DISPONIBILE DAL 10 NOVEMBRE 2021

 

Achille Desideri è uno sfrontato e seducente manager pubblicitario, a capo di un’importante agenzia milanese. La sua vita è tutto un susseguirsi di successi, nel lavoro che gli frutta un bel po’ di quattrini e con le donne che cedono facilmente di fronte alla sua bellezza ed eleganza. Eppure dietro questa facciata splendente, come ogni narciso che si rispetti, Achille nasconde dei trascorsi dolorosi. Durante una delle sue scappate al paese di origine incontrerà Emilia, una bellissima ragazza diciannovenne ex atleta e brillante studentessa ma, anche lei, con un trauma alle spalle da superare.

Primo capitolo

- 1 -


10 maggio 2018
I colori dell’alba rendono affascinante qualsiasi paesaggio, anche quello grigio e uniforme di Milano.
Da qui scorgo appena un pezzetto di cielo, disegnato di rosa. Sono tre anni che dalla grande vetrata del mio soggiorno questo scorcio mi dà il buongiorno. All’inizio provavo a infilarci tutti i ricordi di casa mia, quella vera, la campagna toscana di quando ero bambino, ma non ci sono mai entrati tutti.
Pian piano poi ho cominciato a chiamare casa questo attico.

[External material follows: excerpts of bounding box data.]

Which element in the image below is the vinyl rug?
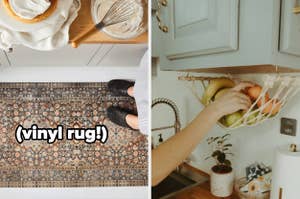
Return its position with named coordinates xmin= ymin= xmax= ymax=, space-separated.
xmin=0 ymin=83 xmax=148 ymax=187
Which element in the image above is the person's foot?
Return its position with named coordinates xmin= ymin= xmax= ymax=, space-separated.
xmin=107 ymin=79 xmax=134 ymax=97
xmin=107 ymin=106 xmax=138 ymax=130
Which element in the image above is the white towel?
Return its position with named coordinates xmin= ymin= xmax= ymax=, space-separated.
xmin=0 ymin=0 xmax=81 ymax=51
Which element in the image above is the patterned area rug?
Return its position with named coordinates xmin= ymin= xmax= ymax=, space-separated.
xmin=0 ymin=83 xmax=148 ymax=187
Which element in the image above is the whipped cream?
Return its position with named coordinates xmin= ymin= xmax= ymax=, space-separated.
xmin=9 ymin=0 xmax=51 ymax=19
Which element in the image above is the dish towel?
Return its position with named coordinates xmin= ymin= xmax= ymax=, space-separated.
xmin=0 ymin=0 xmax=81 ymax=51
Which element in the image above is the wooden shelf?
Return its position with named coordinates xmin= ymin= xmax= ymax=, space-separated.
xmin=70 ymin=0 xmax=148 ymax=44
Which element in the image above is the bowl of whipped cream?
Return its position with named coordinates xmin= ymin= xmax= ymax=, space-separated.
xmin=91 ymin=0 xmax=148 ymax=39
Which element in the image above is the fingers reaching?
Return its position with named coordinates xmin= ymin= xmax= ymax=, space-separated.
xmin=232 ymin=82 xmax=254 ymax=91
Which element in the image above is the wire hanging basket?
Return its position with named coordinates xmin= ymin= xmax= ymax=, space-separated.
xmin=178 ymin=74 xmax=300 ymax=129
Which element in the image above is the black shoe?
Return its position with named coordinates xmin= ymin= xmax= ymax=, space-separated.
xmin=107 ymin=79 xmax=134 ymax=96
xmin=107 ymin=106 xmax=135 ymax=130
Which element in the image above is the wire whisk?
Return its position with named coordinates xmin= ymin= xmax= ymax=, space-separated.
xmin=72 ymin=0 xmax=135 ymax=48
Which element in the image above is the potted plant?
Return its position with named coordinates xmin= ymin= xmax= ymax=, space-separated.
xmin=206 ymin=134 xmax=234 ymax=197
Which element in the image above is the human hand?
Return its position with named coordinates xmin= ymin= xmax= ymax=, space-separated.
xmin=208 ymin=82 xmax=253 ymax=118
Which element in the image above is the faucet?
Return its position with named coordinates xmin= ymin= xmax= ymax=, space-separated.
xmin=151 ymin=98 xmax=181 ymax=133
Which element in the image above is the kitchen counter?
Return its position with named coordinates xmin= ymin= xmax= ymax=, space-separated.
xmin=166 ymin=182 xmax=239 ymax=199
xmin=70 ymin=0 xmax=148 ymax=44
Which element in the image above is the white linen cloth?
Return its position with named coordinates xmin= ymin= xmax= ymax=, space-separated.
xmin=0 ymin=0 xmax=81 ymax=51
xmin=133 ymin=51 xmax=150 ymax=135
xmin=9 ymin=0 xmax=51 ymax=19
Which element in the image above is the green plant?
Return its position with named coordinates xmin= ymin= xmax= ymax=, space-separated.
xmin=205 ymin=134 xmax=233 ymax=168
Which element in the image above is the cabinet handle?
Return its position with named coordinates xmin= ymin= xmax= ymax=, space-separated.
xmin=293 ymin=0 xmax=300 ymax=14
xmin=155 ymin=0 xmax=169 ymax=33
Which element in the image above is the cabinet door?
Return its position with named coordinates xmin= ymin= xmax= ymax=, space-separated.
xmin=279 ymin=0 xmax=300 ymax=56
xmin=163 ymin=0 xmax=239 ymax=60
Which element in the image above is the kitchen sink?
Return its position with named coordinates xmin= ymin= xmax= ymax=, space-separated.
xmin=152 ymin=164 xmax=208 ymax=199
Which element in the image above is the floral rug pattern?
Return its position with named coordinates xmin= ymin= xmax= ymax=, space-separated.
xmin=0 ymin=83 xmax=148 ymax=187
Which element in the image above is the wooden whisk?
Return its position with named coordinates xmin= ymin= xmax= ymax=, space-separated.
xmin=72 ymin=0 xmax=135 ymax=48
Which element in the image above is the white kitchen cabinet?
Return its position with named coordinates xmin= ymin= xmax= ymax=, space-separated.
xmin=163 ymin=0 xmax=239 ymax=60
xmin=157 ymin=0 xmax=300 ymax=72
xmin=280 ymin=0 xmax=300 ymax=56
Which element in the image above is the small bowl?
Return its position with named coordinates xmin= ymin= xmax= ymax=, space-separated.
xmin=91 ymin=0 xmax=148 ymax=40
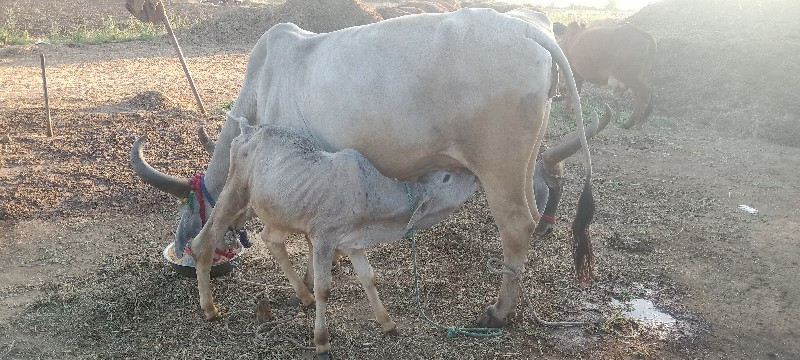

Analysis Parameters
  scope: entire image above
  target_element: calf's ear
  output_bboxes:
[406,196,433,231]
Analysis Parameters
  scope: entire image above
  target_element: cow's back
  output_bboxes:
[564,24,655,84]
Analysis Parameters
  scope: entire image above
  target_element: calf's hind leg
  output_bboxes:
[348,249,397,334]
[261,226,314,306]
[312,237,334,359]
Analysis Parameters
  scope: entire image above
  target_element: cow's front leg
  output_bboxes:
[312,237,334,359]
[478,173,536,327]
[348,249,397,334]
[191,226,220,320]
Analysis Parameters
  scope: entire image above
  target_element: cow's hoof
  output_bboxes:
[478,306,506,328]
[314,351,333,360]
[204,305,222,321]
[256,299,272,325]
[286,295,314,309]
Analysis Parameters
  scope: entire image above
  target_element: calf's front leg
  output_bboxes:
[312,237,334,359]
[347,249,397,334]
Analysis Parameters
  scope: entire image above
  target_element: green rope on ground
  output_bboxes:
[403,181,503,338]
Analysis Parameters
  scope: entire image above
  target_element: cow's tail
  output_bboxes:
[642,31,658,119]
[527,26,594,285]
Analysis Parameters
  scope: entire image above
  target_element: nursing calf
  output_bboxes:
[185,118,478,356]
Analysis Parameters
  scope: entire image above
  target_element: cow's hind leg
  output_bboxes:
[261,231,314,306]
[348,249,397,334]
[478,167,536,327]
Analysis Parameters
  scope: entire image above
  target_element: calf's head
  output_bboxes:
[406,169,478,230]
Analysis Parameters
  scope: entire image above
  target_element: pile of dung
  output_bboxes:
[114,91,178,111]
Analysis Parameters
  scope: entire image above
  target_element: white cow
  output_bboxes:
[132,8,593,353]
[134,118,478,353]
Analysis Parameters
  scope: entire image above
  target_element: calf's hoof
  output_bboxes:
[478,306,507,328]
[314,351,333,360]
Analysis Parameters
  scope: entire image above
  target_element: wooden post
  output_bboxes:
[161,3,206,115]
[125,0,206,115]
[39,53,53,137]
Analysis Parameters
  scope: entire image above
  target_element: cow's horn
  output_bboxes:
[131,135,191,198]
[542,104,611,164]
[197,125,217,155]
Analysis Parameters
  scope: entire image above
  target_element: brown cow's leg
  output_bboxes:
[348,249,397,333]
[261,231,314,306]
[622,79,653,129]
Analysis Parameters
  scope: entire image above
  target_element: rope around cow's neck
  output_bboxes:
[403,181,592,338]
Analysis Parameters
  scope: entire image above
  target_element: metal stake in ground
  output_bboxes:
[39,54,53,137]
[125,0,206,114]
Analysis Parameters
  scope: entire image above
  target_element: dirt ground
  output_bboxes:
[0,0,800,359]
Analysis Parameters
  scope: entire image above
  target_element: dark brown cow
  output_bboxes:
[554,22,656,129]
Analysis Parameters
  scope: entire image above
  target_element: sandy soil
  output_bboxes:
[0,0,800,359]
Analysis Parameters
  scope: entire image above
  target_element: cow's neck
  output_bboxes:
[205,120,239,199]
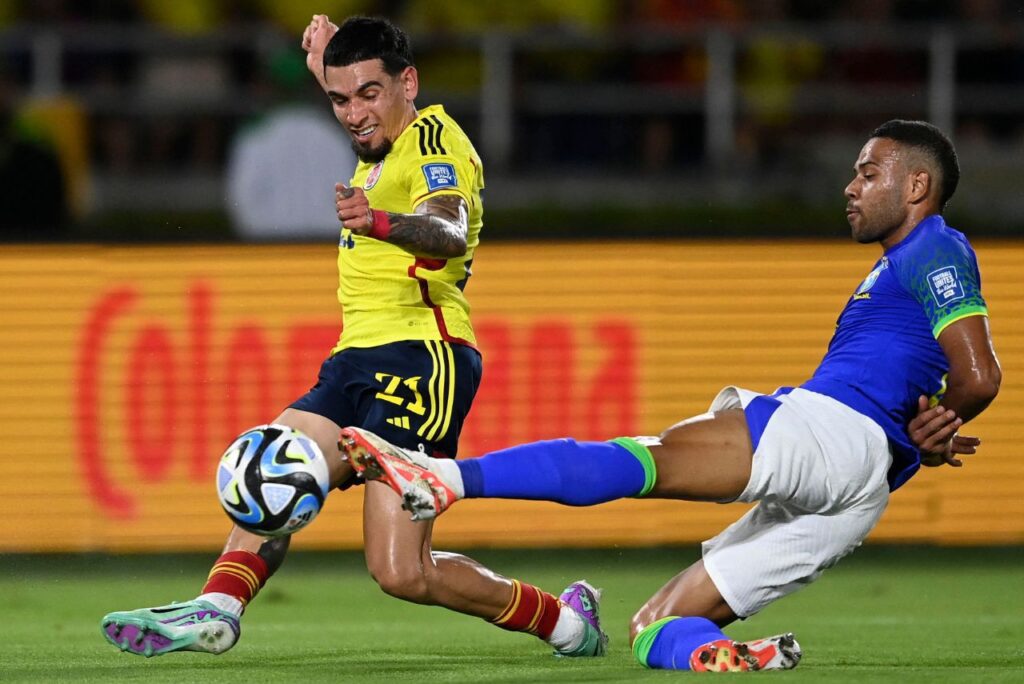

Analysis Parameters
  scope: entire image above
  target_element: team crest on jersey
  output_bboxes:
[928,266,964,306]
[854,257,889,299]
[423,162,459,193]
[362,160,384,190]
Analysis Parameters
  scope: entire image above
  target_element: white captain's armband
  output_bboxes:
[423,162,459,193]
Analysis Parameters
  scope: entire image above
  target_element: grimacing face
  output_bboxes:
[325,59,419,163]
[845,138,909,244]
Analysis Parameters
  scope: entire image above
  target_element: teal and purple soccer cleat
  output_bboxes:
[100,601,241,657]
[555,580,608,657]
[690,634,804,672]
[338,427,459,520]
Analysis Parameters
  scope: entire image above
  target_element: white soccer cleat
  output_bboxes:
[690,634,803,672]
[338,427,459,520]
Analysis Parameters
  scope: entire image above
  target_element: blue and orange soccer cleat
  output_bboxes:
[100,601,241,657]
[555,580,608,657]
[338,427,459,520]
[690,634,803,672]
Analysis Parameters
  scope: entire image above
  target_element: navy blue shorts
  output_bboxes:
[291,340,483,459]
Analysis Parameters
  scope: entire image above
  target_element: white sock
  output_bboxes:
[430,458,466,499]
[196,592,245,617]
[548,601,587,652]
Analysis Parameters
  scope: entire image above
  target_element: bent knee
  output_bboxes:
[370,567,430,603]
[630,605,667,645]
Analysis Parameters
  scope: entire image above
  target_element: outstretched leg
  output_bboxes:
[364,482,607,656]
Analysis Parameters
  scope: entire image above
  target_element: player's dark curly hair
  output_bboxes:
[324,16,413,76]
[871,119,959,209]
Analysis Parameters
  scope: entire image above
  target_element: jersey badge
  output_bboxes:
[362,160,384,190]
[423,162,459,193]
[928,266,964,306]
[854,257,889,299]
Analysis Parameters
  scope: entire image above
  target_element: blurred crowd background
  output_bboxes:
[0,0,1024,242]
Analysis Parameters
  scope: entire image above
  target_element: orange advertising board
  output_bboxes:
[0,242,1024,551]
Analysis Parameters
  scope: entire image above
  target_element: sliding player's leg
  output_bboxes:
[630,560,802,672]
[341,409,753,519]
[100,409,351,657]
[362,482,607,656]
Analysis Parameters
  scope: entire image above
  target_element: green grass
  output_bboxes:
[0,547,1024,684]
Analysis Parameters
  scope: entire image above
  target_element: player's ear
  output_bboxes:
[907,169,932,204]
[398,67,420,101]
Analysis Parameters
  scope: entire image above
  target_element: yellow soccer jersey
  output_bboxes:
[334,104,483,352]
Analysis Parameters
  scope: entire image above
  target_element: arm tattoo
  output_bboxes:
[387,195,469,259]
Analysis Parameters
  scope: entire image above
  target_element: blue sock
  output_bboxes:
[633,617,728,670]
[456,437,655,506]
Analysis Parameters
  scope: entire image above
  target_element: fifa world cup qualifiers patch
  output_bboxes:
[423,162,459,193]
[928,266,964,306]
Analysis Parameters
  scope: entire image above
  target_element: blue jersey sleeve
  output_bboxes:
[896,232,988,339]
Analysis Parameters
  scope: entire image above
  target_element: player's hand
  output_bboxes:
[302,14,338,80]
[907,395,981,468]
[334,183,374,236]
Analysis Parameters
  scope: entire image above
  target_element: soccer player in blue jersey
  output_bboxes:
[342,121,1000,672]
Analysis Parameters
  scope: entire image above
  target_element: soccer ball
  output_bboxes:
[217,425,330,537]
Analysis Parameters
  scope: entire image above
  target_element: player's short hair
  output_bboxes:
[871,119,959,209]
[324,16,413,76]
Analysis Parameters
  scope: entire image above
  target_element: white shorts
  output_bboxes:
[702,387,892,617]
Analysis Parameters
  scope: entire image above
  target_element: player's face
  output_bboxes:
[846,138,908,244]
[325,59,419,163]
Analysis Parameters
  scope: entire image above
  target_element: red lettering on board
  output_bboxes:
[125,326,177,482]
[75,282,637,518]
[75,288,137,518]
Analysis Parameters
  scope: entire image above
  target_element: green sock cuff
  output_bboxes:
[633,615,679,668]
[608,437,657,498]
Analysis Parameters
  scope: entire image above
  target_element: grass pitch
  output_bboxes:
[0,546,1024,684]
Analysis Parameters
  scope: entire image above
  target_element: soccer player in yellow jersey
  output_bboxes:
[101,15,607,656]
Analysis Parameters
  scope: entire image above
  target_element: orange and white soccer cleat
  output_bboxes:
[338,427,460,520]
[690,634,803,672]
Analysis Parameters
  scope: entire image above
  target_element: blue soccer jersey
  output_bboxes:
[802,216,988,489]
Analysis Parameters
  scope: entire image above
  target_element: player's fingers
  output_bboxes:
[910,411,961,444]
[909,405,956,429]
[950,435,981,455]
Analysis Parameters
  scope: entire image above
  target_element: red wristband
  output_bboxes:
[367,209,391,241]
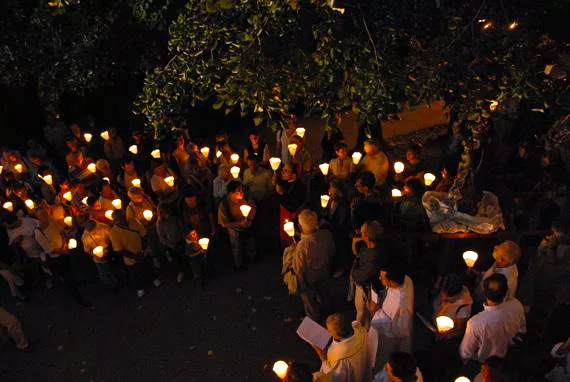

La cornice della mia vita attuale è il suo stile sobrio e impersonale.
Sono felice?
Me lo chiedo ogni tanto.
Vediamo.
Ho 26 anni e da due sono proprietario di una delle più famose e ambite agenzie di pubblicità di Milano. Si chiama “Ade”. È il mio bellissimo inferno. In effetti chi vuole me deve vendere un po’ della sua anima al diavolo. E poi mi chiamo Achille Desideri. “Ade” ce l’avevo già nel nome.
Allora quindi sono felice?
Un fruscio di lenzuola di seta scuote il mio rimuginare.
Mi volto. Una rosea nudità si stropiccia sul mio letto.
Katrina o Karina non m’interessa la differenza?
Dopo la sfilata di ieri sera le ho fatto assaggiare un po’ del calore delle mie fiamme. Ora non mi piace più l’effetto cromatico che produce la sua pelle così chiara contro la seta antracite del mio lenzuolo. Noto sempre gli accostamenti di colore. In effetti non porto i giusti colori nel mio letto da molto tempo. Troppo.
Mi alzo e vado a preparare un cappuccino. Glielo lascio sul comodino. Scosto la tenda, in modo che la prima luce del giorno ferisca il suo sguardo e poi vado alla scrivania e scrivo il solito biglietto che appoggerò sul vassoio.
«Sei stata fantastica… ti chiamo io.»
La prima cosa non è vera e la seconda non succederà.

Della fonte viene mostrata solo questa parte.